Announcement

Collapse
No announcement yet.
X
  • Filter
  • Time
  • Show
Clear All
new posts

  • Collinearity Problem with Country-Specific Dummies in PPML Gravity

    Hello everyone,

    I am working on the estimations for my master thesis and am encountering a problem with collinearity of my policy dummies which I seem to not be able to solve on my own.
    In my thesis I analyse the effects of Brexit (2016-2020) and the Northern Ireland Protocol (2021-2023) on trade flows between Northern Ireland (NIR) and the trade partners Ireland (IRL), Great Britain (GBR) and the EU excluding Ireland (REU). My dataset is quite small (around 3000 ops) due to data availability issues, and time period is 2013-2023. I am using the PPML estimator for my regressions. I am running several models, one baseline model without FEs, one model with importer-time FEs, one model with exporter-time FEs, and one model with exporter-time and importer-time FEs. I chose to not use pair fixed effects because when using ppmlhdfe for the same model, it says that they are redundant.


    My model:

    NIR Imports: ppmlhdfe value ln_dist ln_gdp_o ln_gdp_d pop_d pop_o contig brexit_gbr brexit_irl nip_irl nip_gbr if iso3_d=="NIR", ///
    absorb(imp_time exp_time) vce(cluster pair_id)

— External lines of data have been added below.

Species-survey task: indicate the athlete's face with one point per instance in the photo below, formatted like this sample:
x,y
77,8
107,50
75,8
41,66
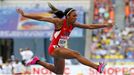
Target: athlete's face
x,y
72,17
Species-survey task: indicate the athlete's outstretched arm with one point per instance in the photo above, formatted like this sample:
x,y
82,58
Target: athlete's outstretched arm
x,y
36,17
92,26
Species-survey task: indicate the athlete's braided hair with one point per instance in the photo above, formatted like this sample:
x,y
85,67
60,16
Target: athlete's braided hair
x,y
59,13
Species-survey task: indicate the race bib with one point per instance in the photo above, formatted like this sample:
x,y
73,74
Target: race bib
x,y
62,42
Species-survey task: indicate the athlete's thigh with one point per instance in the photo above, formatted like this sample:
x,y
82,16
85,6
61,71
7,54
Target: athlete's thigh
x,y
59,65
66,53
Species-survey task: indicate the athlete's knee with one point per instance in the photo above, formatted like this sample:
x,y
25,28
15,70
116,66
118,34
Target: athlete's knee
x,y
76,54
60,72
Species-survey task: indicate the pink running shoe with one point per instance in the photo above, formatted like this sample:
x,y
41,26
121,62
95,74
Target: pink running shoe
x,y
101,67
32,61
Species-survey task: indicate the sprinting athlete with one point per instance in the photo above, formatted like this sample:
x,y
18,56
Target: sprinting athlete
x,y
63,28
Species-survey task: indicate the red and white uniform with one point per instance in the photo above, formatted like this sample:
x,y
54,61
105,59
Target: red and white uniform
x,y
60,37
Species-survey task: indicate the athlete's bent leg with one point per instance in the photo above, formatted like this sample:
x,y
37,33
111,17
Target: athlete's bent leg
x,y
48,66
59,64
69,54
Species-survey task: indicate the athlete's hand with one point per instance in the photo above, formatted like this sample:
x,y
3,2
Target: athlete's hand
x,y
110,24
20,11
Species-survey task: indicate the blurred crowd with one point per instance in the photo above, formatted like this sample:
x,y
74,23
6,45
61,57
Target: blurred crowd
x,y
111,43
129,13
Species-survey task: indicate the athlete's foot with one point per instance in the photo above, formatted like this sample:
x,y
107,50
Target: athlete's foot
x,y
101,67
32,61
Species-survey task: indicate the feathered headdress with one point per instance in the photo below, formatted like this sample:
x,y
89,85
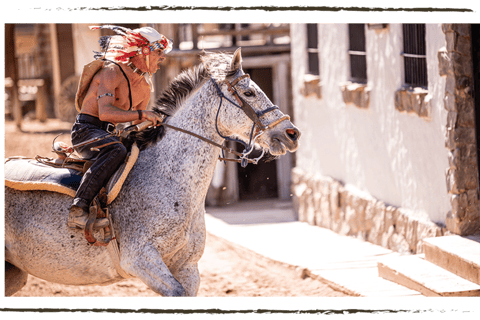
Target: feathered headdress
x,y
129,43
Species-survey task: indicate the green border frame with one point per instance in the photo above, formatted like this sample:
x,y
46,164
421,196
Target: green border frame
x,y
29,11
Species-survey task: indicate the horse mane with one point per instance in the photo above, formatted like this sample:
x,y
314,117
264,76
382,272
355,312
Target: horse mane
x,y
215,65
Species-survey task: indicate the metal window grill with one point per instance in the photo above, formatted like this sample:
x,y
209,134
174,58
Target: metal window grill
x,y
357,52
414,55
312,49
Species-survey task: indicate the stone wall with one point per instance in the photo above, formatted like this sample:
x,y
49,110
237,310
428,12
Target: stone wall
x,y
357,94
327,203
455,63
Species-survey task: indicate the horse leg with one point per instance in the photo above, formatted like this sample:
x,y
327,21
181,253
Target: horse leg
x,y
189,277
147,264
15,279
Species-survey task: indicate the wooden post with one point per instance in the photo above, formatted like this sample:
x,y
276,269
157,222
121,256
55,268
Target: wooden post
x,y
40,101
57,77
194,36
12,72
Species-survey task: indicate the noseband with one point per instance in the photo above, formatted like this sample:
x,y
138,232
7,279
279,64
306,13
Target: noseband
x,y
257,126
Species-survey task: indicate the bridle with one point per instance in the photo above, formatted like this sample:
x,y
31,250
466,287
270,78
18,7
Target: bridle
x,y
257,128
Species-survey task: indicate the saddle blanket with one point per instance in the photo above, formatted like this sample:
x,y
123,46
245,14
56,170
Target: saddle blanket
x,y
29,174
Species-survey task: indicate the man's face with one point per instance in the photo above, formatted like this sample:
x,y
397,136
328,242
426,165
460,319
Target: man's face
x,y
155,58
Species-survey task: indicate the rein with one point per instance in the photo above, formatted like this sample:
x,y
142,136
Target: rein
x,y
257,126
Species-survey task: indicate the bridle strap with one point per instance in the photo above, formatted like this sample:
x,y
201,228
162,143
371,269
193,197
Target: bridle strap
x,y
230,150
243,104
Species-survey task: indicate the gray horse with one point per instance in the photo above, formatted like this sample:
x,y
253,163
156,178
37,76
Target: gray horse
x,y
159,214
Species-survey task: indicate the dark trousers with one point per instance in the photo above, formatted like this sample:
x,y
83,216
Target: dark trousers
x,y
106,161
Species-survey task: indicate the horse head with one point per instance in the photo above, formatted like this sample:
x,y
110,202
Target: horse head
x,y
250,116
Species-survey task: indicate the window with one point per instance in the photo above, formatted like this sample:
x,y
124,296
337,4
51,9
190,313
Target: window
x,y
357,52
414,57
312,49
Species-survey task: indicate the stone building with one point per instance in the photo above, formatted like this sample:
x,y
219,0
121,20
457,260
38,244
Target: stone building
x,y
388,115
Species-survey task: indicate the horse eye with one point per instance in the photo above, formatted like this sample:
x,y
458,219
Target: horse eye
x,y
249,93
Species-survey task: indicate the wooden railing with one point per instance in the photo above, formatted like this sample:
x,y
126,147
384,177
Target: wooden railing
x,y
230,35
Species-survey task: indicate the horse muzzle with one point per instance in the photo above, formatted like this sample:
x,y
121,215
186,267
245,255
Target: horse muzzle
x,y
282,139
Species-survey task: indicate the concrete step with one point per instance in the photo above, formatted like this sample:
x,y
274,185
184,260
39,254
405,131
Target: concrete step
x,y
459,255
270,229
425,277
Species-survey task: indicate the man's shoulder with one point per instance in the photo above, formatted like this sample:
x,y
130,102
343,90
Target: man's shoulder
x,y
110,71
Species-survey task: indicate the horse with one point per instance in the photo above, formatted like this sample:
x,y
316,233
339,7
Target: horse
x,y
158,216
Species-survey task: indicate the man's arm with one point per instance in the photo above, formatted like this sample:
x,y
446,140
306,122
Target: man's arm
x,y
110,79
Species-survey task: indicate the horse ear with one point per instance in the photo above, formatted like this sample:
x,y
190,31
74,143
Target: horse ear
x,y
237,60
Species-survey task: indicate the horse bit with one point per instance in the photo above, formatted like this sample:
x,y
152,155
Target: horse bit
x,y
257,126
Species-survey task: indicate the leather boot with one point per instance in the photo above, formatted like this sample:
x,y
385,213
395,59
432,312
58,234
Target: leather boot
x,y
77,219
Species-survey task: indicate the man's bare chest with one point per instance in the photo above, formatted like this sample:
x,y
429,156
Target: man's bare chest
x,y
129,96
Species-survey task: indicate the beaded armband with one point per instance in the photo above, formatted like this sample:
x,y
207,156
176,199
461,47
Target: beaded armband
x,y
105,94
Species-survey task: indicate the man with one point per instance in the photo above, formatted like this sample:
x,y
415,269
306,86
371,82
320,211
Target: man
x,y
113,89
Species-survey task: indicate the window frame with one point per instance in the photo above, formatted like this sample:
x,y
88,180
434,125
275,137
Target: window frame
x,y
356,75
414,56
313,53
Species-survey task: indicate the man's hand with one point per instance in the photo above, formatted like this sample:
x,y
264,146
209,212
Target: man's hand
x,y
152,117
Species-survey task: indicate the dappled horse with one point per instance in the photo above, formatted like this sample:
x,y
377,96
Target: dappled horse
x,y
158,216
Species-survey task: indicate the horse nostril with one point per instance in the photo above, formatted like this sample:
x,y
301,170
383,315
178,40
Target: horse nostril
x,y
293,134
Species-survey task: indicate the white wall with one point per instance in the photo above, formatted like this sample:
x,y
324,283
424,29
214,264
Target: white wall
x,y
397,158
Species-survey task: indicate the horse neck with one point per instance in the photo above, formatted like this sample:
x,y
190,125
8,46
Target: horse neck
x,y
186,158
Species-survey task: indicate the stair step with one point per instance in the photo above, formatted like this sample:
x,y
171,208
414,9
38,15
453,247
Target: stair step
x,y
427,278
460,255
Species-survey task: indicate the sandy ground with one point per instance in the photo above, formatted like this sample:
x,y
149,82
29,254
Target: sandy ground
x,y
226,270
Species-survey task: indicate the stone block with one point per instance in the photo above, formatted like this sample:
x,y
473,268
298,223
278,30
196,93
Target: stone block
x,y
449,102
459,255
467,119
297,175
464,103
472,211
452,119
425,108
399,98
450,87
401,221
356,93
463,29
447,27
444,62
311,87
459,205
451,181
467,177
463,44
390,217
385,237
335,198
450,38
411,235
464,136
398,243
462,64
378,227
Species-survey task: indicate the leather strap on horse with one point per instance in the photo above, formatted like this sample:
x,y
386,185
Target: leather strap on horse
x,y
97,148
238,154
243,104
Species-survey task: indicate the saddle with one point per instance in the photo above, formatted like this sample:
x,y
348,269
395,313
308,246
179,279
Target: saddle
x,y
63,175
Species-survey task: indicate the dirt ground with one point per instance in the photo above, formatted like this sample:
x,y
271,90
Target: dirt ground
x,y
226,270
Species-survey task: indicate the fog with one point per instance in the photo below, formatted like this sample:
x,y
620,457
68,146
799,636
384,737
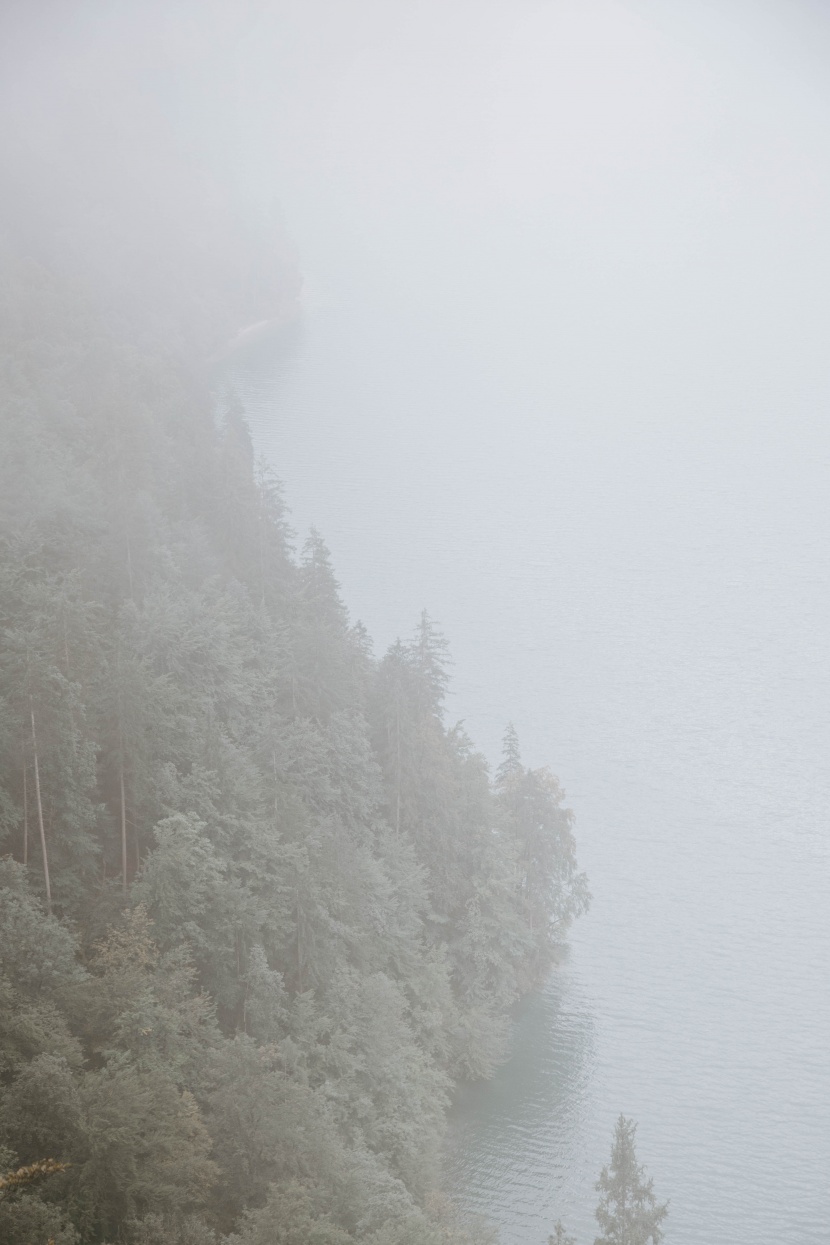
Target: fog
x,y
558,372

    NIR Exports: ppmlhdfe value ln_dist ln_gdp_o ln_gdp_d pop_d pop_o contig brexit_eu brexit_gbr brexit_irl nip_irl nip_gbr nip_eu if iso3_o=="NIR", ///
    absorb(imp_time exp_time) vce(cluster pair_id)


    My policy dummy variables:

    brexit_eu: =1 for NIR–REU in Brexit transition period (2016–2020)

    brexit_gbr: =1 for NIR–GBR in Brexit transition period (2016–2020)

    brexit_irl: =1 for NIR–IRL in Brexit transition period (2016–2020)

    nip_eu: =1 for NIR–REU in 2021-2023 (Northern Ireland Protocol)

    nip_gbr: =1 for NIR–GBR in 2021-2023 (Northern Ireland Protocol)

    nip_irl: =1 for NIR–IRL in 2021-2023 (Northern Ireland Protocol)


    Note: When I run the equations above using ppml, the output shows that a large amount of FEs were excluded, and some regressor variables. Since the output notes do not show if a variable was excluded due to collinearity, I chose to run the same equations using ppmlhdfe.


    My output:

    . ppmlhdfe value ln_dist ln_gdp_o ln_gdp_d pop_d pop_o contig brexit_gbr brexit_irl nip_irl nip_gbr string_index_o string_index_d if iso3_d=="NIR", ///
    absorb(imp_time exp_time) vce(cluster pair_id)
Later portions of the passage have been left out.